第6話 あの清玄昴は、どうしても××たい…らしい。

 残業が終わった、20:45。

 静かな研究室で一人、澪はスマホの電話帳をじっと見ていた。傍にある手書きのメモと菓子箱が、無言の圧をかけていた。


 何度も迷った指で、電話のアイコンをタップすると、コール音が鳴った。


「お世話になっております。ラボ薬剤師の…」

「おい、澪。ナオが逃げたぞ。そっち行ってないか?」


 つながったと同時に、澪の挨拶にかぶせて、みのりが威圧的に聞いてきた。


 電話の相手は、水凪みのり。京都メディカルチームの女医だ。

 現在、弟のナオが、みのりの世話になっている…はずだった。


「…いえ、見ていないです。私もまだ、ラボにいるので分かりませんが」

「めし行くつったきり、戻ってこんぞ…。たかだか138名で、なに音を上げてんだか…」


「ナオに診察させたんですか? 今、任務は降りていますよ」

 澪は、みのりの言葉に眉を寄せた。


「いや、頼んだのはシュレッダー係だ。患者の近くに配置したがな。働かざるもの食うべからず、だ」


 みのりは、しれっと答えた。


 患者記録のシュレッダーであるならば、いやでもナオの目に入る。診察室の近くならば、いやでも病状を察知する。逃れる術は、物理的に離れるしかない。それが弟・ナオに課された宿命だ。

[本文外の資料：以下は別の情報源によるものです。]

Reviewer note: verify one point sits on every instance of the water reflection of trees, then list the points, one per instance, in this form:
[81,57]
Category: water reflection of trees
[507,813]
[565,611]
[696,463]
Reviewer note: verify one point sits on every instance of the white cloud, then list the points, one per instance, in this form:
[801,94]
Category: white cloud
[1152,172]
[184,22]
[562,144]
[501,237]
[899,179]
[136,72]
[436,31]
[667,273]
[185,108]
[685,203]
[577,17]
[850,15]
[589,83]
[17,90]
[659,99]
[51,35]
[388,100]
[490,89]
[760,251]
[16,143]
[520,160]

「それは、酷ですよ。本人に診る気がなくても、患者がいれば、みえてしまうんですから」


「あまっちょろいな。お前ら、ナオを甘やかしすぎだ」


 みのりの厳しい口調に、


「…そうかもしれませんね」

 と、澪は目を閉じて言った。悔しいが言い返せない。ナオに甘いのは確かだ。


「まぁ、いい。ところで、タブレットは受け取ったのか?」


「はい。ありがとうございました」


 澪が穏やかに言うと、電話口からは長いため息が聞こえた。


「なんだ、つまらんな。昴には、直接手渡すよう言ったんだが?」


「…お気遣いいただかなくて、結構です」


 澪が淡々と言葉を返すと、くくっと、小さく耳に障る声がした。


「聞かれたぞ。ノルレボ錠、処方していないかってな。診察が2週間前と限定されたんじゃ、思いつく女は一人だけ。野暮だと思って聞かなかったが、まさか、お前の相手が昴とはな…」


「みのり先生、しゃべったりしてませんよね?」


 スマホをぎゅっと握り、澪は誘導と知りつつ、尋ねていた。


「やはりか…。こじらせるな。巻き込むな。面倒くさい」

 みのりは、いら立ちを声に乗せて言った。


「それで、…昴には?」

「言うか、ボケ」

 みのりが吐き捨てるように言ったことで、澪は心底ほっとした。

「ありがとうございます」

 

「なぜ避ける? 一晩で飽きたか?」


「そういうわけでは、ない…です」


「はっ、じゃあ、ナオのためか。つまらん意地だな」


 みのりの高圧的な口の悪さに、澪もさすがに喉の奥がカッとなった。


「違います。…なんだっていいじゃないですか。プライベートに、口挟まないでいただけますか」


「はぁ~? 上司への態度がなってないな。お前らがどうなろうと、知ったこっちゃないが、私を巻き込むな。煩わしい」


「大丈夫です。これ以上はご迷惑おかけしませんし、ちゃんと、分をわきまえていますから」

 澪は、早口に言い返した。


「そうか。分かった。…だが、一つだけ言っておく」


 澪は一呼吸して脚を組み、みのりの言葉を待った。


「会いたいんだと、お前に。どうしても」


 思いがけないみのりの言葉に、澪は一瞬混乱した。


「昴が、そう言っていたぞ。それだけだ。じゃあな」


「…みのり先生っ」


 電話を切ろうとするみのりを、澪は咄嗟に引き留めた。

 言い争うつもりはなかった。他に言うべきことが、たくさんあった。


「なんだ」


「あ、ありがとうございます。…あの、わざわざ、お菓子もいただいて…」


「菓子? それは知らんな。昴じゃないのか?」


 澪は、えっ、と小さくつぶやいて、ステンレスのテーブルに置かれた菓子箱を見た。

 若草色の上品な和紙に包まれたお菓子が、右端に3つ残されていた。


「…そうですか」


「それと、…悪かったな。ノルレボと一緒に、ナウゼリンも渡せばよかった」


 みのりが口にした「ナウゼリン」とは、酔い止めや吐気止めに処方される薬だ。


「いえ。処方依頼していませんし、体質的に、ナウゼリンも合わないので」


 澪は恐縮して言ったが、事務的な響きだった。みのりが謝罪するのを、初めて聞いた気がするのに、急にはうまく、素直になれない。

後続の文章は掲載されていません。